Senator Shirley Chisholm has always been one of my personal heroines and clearly recognized that women’s rights were not a priority for this nation. She was always quick to note that she had experienced more sexism in her life than racism. Please read what this great champion of women’s rights said as she fought for passage of the ERA.
“Mr. Speaker, House Joint Resolution 264, before us today, which provides for equality under the law for both men and women, represents one of the most clear-cut opportunities we are likely to have to declare our faith in the principles that shaped our Constitution. It provides a legal basis for attack on the most subtle, most pervasive, and most institutionalized form of prejudice that exists. Discrimination against women, solely on the basis of their sex, is so widespread that is seems to many persons normal, natural and right.

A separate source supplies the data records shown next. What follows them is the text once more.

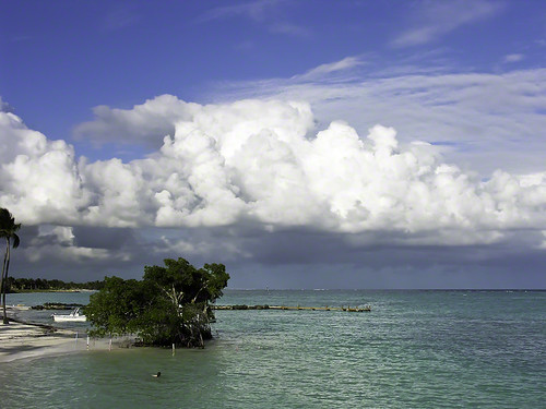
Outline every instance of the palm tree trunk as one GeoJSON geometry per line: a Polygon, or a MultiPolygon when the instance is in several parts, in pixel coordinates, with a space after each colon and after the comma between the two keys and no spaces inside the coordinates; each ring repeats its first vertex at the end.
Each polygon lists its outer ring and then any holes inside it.
{"type": "Polygon", "coordinates": [[[5,255],[3,257],[3,268],[2,268],[2,310],[3,310],[3,323],[9,324],[8,314],[5,313],[5,292],[8,290],[8,269],[10,268],[10,239],[5,238],[5,255]]]}

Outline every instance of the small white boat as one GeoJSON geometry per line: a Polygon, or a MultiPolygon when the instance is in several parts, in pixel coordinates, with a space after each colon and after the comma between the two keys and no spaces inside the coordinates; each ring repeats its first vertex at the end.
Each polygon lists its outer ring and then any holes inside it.
{"type": "Polygon", "coordinates": [[[51,317],[56,322],[84,322],[86,316],[80,314],[80,308],[76,308],[70,314],[52,314],[51,317]]]}

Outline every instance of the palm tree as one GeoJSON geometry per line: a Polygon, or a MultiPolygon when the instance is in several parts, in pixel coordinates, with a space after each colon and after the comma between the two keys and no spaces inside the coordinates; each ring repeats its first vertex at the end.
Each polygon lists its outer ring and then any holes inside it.
{"type": "Polygon", "coordinates": [[[8,270],[10,269],[10,246],[13,249],[19,246],[19,236],[15,233],[21,228],[21,224],[15,222],[15,218],[10,210],[0,207],[0,238],[5,238],[5,255],[3,257],[2,275],[0,276],[0,289],[2,294],[3,305],[3,323],[9,324],[8,315],[5,315],[5,292],[8,286],[8,270]],[[11,240],[13,239],[13,244],[11,240]]]}

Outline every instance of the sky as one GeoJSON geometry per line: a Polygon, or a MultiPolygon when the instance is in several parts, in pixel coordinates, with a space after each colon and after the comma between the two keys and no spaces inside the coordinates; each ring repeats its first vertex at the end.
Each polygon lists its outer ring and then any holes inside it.
{"type": "Polygon", "coordinates": [[[546,288],[546,2],[4,1],[15,277],[546,288]]]}

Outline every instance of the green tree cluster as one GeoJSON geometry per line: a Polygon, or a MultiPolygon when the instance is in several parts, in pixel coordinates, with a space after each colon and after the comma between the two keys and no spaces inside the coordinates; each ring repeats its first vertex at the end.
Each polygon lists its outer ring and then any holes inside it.
{"type": "Polygon", "coordinates": [[[16,231],[20,228],[21,224],[15,222],[15,218],[12,216],[10,210],[0,207],[0,238],[5,239],[5,253],[2,264],[2,275],[0,276],[0,292],[2,296],[2,313],[4,324],[8,324],[10,322],[5,313],[5,293],[8,292],[7,280],[8,272],[10,270],[10,248],[12,245],[13,249],[16,249],[19,246],[20,240],[16,231]]]}
{"type": "Polygon", "coordinates": [[[142,280],[105,277],[104,288],[85,308],[91,333],[135,334],[153,346],[204,347],[212,338],[210,304],[222,296],[228,279],[223,264],[195,268],[185,258],[144,267],[142,280]]]}
{"type": "Polygon", "coordinates": [[[45,278],[15,278],[8,277],[8,292],[24,292],[24,291],[50,291],[50,290],[99,290],[103,288],[104,281],[87,281],[74,282],[62,281],[59,279],[45,278]]]}

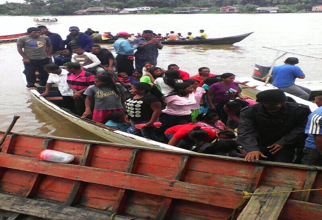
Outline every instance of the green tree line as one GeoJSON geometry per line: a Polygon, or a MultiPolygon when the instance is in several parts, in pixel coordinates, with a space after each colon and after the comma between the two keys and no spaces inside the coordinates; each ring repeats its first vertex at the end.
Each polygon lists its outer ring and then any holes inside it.
{"type": "Polygon", "coordinates": [[[6,2],[0,5],[0,14],[7,15],[67,15],[90,7],[132,8],[142,6],[155,7],[150,13],[172,12],[177,7],[208,7],[216,12],[221,7],[234,6],[242,12],[252,12],[258,7],[278,6],[286,12],[310,11],[313,6],[322,5],[317,0],[26,0],[24,4],[6,2]]]}

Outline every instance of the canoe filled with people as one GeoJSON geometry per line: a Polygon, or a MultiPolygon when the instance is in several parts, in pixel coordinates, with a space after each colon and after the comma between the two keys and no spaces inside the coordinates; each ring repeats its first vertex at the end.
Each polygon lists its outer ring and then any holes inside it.
{"type": "MultiPolygon", "coordinates": [[[[80,117],[200,153],[248,161],[322,164],[322,109],[311,113],[283,91],[303,94],[294,84],[305,77],[295,66],[297,58],[288,58],[273,70],[279,89],[260,92],[254,100],[242,91],[256,86],[236,81],[232,73],[217,75],[203,67],[190,75],[175,64],[158,66],[162,45],[152,31],[144,31],[132,43],[128,33],[118,33],[115,59],[107,49],[87,44],[90,37],[78,27],[69,31],[57,45],[57,34],[45,26],[30,28],[28,35],[18,39],[18,50],[27,87],[37,89],[37,70],[38,84],[45,87],[41,96],[46,97],[56,84],[65,107],[80,117]],[[33,46],[34,42],[38,47],[33,46]],[[49,63],[52,55],[53,63],[49,63]],[[287,79],[280,78],[281,71],[287,79]]],[[[310,91],[305,92],[308,98],[310,91]]],[[[322,106],[322,94],[315,100],[322,106]]]]}

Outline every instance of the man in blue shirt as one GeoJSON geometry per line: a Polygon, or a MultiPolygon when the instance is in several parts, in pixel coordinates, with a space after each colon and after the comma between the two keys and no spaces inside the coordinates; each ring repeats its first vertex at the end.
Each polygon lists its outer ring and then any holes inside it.
{"type": "Polygon", "coordinates": [[[47,27],[43,25],[41,25],[37,27],[40,29],[41,34],[48,36],[52,42],[52,54],[53,56],[58,55],[58,48],[64,46],[62,39],[60,35],[56,33],[52,33],[48,30],[47,27]]]}
{"type": "Polygon", "coordinates": [[[302,164],[322,166],[322,92],[317,93],[314,102],[319,108],[308,116],[302,164]]]}
{"type": "Polygon", "coordinates": [[[284,65],[275,67],[273,69],[273,85],[286,92],[308,100],[311,91],[295,84],[297,78],[305,78],[305,75],[300,68],[295,66],[298,63],[298,59],[289,57],[284,61],[284,65]]]}
{"type": "Polygon", "coordinates": [[[143,31],[142,36],[133,41],[134,45],[138,46],[134,54],[135,57],[135,69],[142,70],[144,63],[150,61],[155,66],[156,65],[159,55],[158,50],[163,47],[160,40],[154,36],[153,32],[150,30],[143,31]]]}
{"type": "Polygon", "coordinates": [[[132,46],[128,40],[130,34],[125,32],[118,33],[118,39],[115,41],[113,46],[118,55],[115,60],[117,62],[118,72],[126,72],[128,76],[132,75],[133,67],[133,54],[134,50],[137,48],[137,45],[132,46]]]}

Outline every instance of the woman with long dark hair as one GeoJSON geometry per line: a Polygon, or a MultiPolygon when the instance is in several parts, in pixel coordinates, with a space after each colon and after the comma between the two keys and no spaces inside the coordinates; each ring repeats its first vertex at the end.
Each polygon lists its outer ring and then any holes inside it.
{"type": "Polygon", "coordinates": [[[180,79],[180,74],[177,70],[170,70],[166,71],[164,77],[159,77],[154,81],[154,84],[157,85],[161,89],[163,95],[167,95],[172,92],[175,86],[183,81],[180,79]]]}
{"type": "Polygon", "coordinates": [[[241,110],[257,103],[256,101],[250,99],[236,99],[227,102],[223,107],[223,110],[228,117],[227,126],[233,129],[237,128],[240,120],[239,114],[241,110]]]}
{"type": "Polygon", "coordinates": [[[134,96],[126,101],[125,106],[133,129],[133,133],[159,141],[153,124],[161,114],[162,94],[155,86],[151,87],[146,82],[133,85],[131,94],[134,96]],[[145,124],[143,127],[140,129],[135,127],[136,125],[142,124],[145,124]]]}
{"type": "Polygon", "coordinates": [[[105,124],[107,117],[112,112],[123,112],[125,108],[124,92],[126,89],[121,85],[117,85],[111,77],[104,75],[95,76],[94,82],[95,84],[89,87],[84,93],[86,95],[85,110],[81,118],[92,114],[90,104],[94,96],[95,105],[93,120],[105,124]]]}
{"type": "Polygon", "coordinates": [[[246,98],[241,94],[238,83],[234,81],[235,77],[234,74],[230,72],[222,74],[220,78],[223,81],[212,85],[206,94],[209,109],[215,110],[224,123],[226,123],[228,118],[223,109],[226,102],[238,97],[246,98]],[[212,95],[213,95],[212,98],[212,95]]]}
{"type": "Polygon", "coordinates": [[[180,82],[175,86],[172,92],[164,96],[166,107],[160,120],[163,131],[176,125],[180,120],[191,122],[191,107],[196,103],[193,90],[191,83],[180,82]]]}

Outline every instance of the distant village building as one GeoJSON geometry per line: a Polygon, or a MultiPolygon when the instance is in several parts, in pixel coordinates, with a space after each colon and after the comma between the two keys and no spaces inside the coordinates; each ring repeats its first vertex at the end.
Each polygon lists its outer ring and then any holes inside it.
{"type": "Polygon", "coordinates": [[[137,13],[141,13],[148,10],[150,10],[153,8],[153,7],[144,6],[131,8],[123,8],[122,10],[121,10],[119,13],[120,14],[135,14],[137,13]]]}
{"type": "Polygon", "coordinates": [[[277,13],[281,10],[278,7],[260,7],[255,10],[258,13],[277,13]]]}
{"type": "Polygon", "coordinates": [[[196,13],[200,11],[200,8],[195,7],[177,7],[173,9],[173,12],[177,14],[196,13]]]}
{"type": "Polygon", "coordinates": [[[208,12],[209,8],[200,8],[200,12],[208,12]]]}
{"type": "Polygon", "coordinates": [[[240,12],[240,8],[236,8],[235,7],[226,6],[223,8],[220,8],[220,12],[225,13],[229,12],[240,12]]]}
{"type": "Polygon", "coordinates": [[[312,12],[322,12],[322,5],[312,7],[312,12]]]}
{"type": "Polygon", "coordinates": [[[74,13],[76,14],[94,14],[103,13],[118,13],[119,9],[117,8],[106,8],[105,7],[92,7],[85,10],[79,10],[74,13]]]}

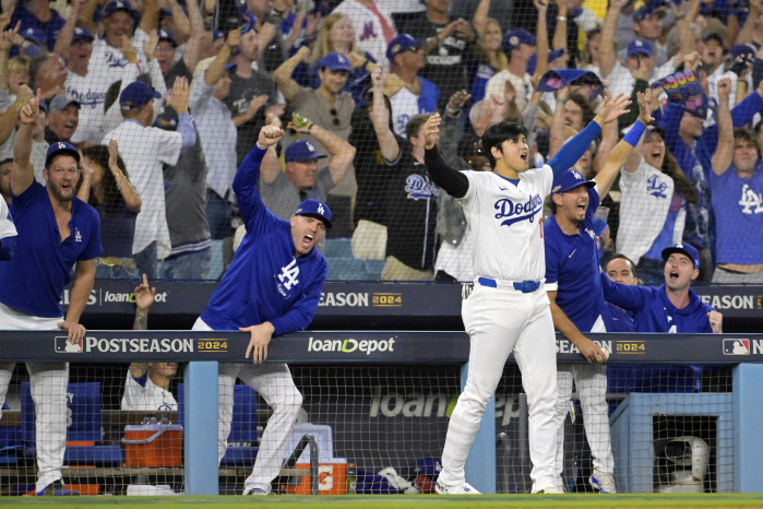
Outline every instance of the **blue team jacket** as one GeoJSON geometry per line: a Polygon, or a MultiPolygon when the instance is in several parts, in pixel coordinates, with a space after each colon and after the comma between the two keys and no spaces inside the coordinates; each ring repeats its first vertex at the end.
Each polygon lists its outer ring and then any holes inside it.
{"type": "Polygon", "coordinates": [[[703,303],[693,289],[689,288],[689,306],[676,309],[665,285],[628,286],[613,283],[604,272],[600,275],[604,298],[615,306],[633,312],[635,332],[669,333],[712,333],[707,313],[713,307],[703,303]]]}
{"type": "Polygon", "coordinates": [[[257,145],[234,180],[247,227],[241,246],[201,319],[214,330],[270,321],[274,335],[305,330],[315,315],[329,264],[313,249],[295,258],[291,226],[273,215],[257,188],[265,151],[257,145]]]}

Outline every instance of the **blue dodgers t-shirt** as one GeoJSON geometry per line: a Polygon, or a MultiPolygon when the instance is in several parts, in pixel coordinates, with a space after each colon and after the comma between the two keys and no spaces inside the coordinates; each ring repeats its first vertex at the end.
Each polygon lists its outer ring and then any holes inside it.
{"type": "Polygon", "coordinates": [[[599,280],[594,213],[599,206],[596,188],[588,189],[588,209],[575,235],[565,235],[557,218],[544,225],[546,289],[558,284],[557,305],[581,332],[591,332],[605,308],[599,280]]]}
{"type": "Polygon", "coordinates": [[[763,162],[751,178],[710,173],[718,263],[763,263],[763,162]]]}
{"type": "Polygon", "coordinates": [[[613,283],[601,273],[601,288],[607,303],[633,312],[634,332],[670,334],[712,333],[707,313],[715,309],[689,288],[689,305],[677,309],[665,291],[654,286],[628,286],[613,283]]]}
{"type": "Polygon", "coordinates": [[[61,317],[59,303],[74,264],[103,252],[98,213],[74,198],[71,234],[61,241],[48,191],[35,181],[13,198],[11,215],[19,237],[15,256],[0,263],[0,303],[35,317],[61,317]]]}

Legal expression of prejudice on the grounds of religious or political belief has become a minor problem in our society. Prejudice on the basis of race is, at least, under systematic attack. There is reason for optimism that it will start to die with the present, older generation. It is time we act to assure full equality of opportunity to those citizens who, although in a majority, suffer the restrictions that are commonly imposed on minorities, to women.
Whenever women make progress, men step in with some other distraction and create disunity. I see this same pattern today in the Democratic Party ONE HUNDRED and SIXTY years after the Seneca Falls Convention and well over TWO HUNDRED years after Abigail Adams.
Women, please stop and think about this before you donate your time to peace movements, misc. civil rights movements, ANY kind of movement. We are the work horses of all of these movements, yet how many of these movements turn around and provide us ANYTHING but lip service? Think of the DNC, what have they done recently to stop the hemorrhage of reproductive rights? support equal pay laws? stop SEXIST attacks on women candidates? Which women in this system (yes, YOU Nancy Pelosi, yes, You Candy Crowely, yes, you Cindy Sheehan, yes, you Donna Brazille, yes YOU, Governor Sibilius, yes YOU Senator Mary Landrieu, yes you Secretary of State Rice,yes, YOU Gloria Borger, …) will willingly sell out their own sex to be acceptable to the boys and get recognition in a movement or a profession not of our own design whose rules are set up so that we ultimately fail.
Just THINK ABOUT IT when you celebrate this Fourth of July. Look at your daughters, your mothers, your grandmothers, your granddaughters, and the women around you and THINK about it. What movement did I join that stopped me from asking for basic human and democratic rights for women? Think about what happened to Hillary Clinton this primary season and ASK yourselves will you compromise YET again?
How much is that compromise worth to you?